20. The method of claim 19, wherein the tumor suppressor gene encodes p53 protein.

21. The method of claim 19, wherein said AMP kinase agonist is selected from the group consisting of Metformin (N,N-dimethylimidodicarbonimidic diamide), Resveratrol (trans-3,5,4′-Trihydroxystilbene), AICA-riboside (5-aminoimidazole-4-carboxamide riboside), AICA base (5-aminoimidazole-4-carboxamide), SAICAR (5-amino-4-imidazole-N-succinocarboxamide riboside), ZMP (5-aminoimidazole-4-carboxamide-1-beta-D-ribofuranosyl-5′-monophosphate), 6-MPR (6-mercaptopurine riboside), AMP analogues, and derivatives of any of said compounds.

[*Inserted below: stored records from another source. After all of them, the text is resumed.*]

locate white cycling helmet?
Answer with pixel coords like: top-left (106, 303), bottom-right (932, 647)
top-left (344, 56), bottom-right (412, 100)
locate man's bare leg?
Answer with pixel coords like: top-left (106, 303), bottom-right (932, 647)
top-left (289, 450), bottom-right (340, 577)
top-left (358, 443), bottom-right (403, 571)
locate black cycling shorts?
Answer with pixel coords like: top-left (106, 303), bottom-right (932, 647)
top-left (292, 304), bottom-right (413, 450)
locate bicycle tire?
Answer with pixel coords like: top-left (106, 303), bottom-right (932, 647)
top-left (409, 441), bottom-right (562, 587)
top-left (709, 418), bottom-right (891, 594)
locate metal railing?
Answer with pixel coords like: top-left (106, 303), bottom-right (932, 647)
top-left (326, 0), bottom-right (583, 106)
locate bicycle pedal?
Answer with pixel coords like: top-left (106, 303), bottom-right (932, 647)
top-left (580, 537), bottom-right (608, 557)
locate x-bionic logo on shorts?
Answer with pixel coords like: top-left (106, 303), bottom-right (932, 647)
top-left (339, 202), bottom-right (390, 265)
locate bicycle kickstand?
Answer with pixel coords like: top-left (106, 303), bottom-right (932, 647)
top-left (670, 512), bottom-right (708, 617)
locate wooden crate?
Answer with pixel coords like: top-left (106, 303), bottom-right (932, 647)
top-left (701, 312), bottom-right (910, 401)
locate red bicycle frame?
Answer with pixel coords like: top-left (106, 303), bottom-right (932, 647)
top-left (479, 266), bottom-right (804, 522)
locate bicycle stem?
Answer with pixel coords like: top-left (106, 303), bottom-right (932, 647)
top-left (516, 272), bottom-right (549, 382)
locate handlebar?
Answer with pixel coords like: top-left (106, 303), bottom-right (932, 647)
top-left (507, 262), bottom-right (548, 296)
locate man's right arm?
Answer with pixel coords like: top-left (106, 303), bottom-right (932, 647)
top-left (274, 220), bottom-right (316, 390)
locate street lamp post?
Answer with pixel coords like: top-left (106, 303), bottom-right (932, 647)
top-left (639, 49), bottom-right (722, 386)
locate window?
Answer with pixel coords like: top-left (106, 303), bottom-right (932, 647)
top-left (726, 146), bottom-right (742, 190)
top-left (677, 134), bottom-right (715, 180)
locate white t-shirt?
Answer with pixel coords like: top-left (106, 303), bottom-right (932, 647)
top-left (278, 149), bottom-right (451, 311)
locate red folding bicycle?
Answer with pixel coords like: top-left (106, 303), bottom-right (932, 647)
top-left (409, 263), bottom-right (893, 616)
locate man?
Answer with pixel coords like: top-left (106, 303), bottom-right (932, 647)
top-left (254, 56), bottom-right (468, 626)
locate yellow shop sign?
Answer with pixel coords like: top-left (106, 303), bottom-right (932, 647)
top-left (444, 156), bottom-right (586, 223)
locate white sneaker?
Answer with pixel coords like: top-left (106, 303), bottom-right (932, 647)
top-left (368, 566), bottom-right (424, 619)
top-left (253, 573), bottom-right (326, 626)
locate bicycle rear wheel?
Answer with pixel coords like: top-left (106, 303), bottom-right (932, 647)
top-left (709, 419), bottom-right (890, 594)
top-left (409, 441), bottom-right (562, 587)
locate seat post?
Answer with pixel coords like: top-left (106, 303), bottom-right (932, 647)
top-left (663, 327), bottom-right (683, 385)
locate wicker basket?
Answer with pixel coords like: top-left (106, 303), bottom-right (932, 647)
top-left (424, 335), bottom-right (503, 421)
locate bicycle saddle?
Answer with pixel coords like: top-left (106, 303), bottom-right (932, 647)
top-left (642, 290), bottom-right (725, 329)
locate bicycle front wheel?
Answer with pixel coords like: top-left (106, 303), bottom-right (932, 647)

22. The method of claim 19, further comprising contacting the cells with an effective amount of a therapeutic agent.

23. The method of claim 22, wherein the therapeutic agent is selected from the group consisting of: 17-(Allylamino)-17-demethoxygeldanamycin (17-AAG), chloroquine, 5-fluorouracil (5-FU), daunomycin, doxorubicin, mitomycin, paclitaxel, rapamycin, (sirolimus), dexamethasone, 2-methoxyestradiol, and Piritrexim isethionate.

24. The method of claim 1, wherein the tumor is non-pancreatic.

25. The method of claim 1, wherein the AMP kinase agonist is not metformin.

26. The method of claim 1, wherein the AMP kinase agonist is not AICA-riboside.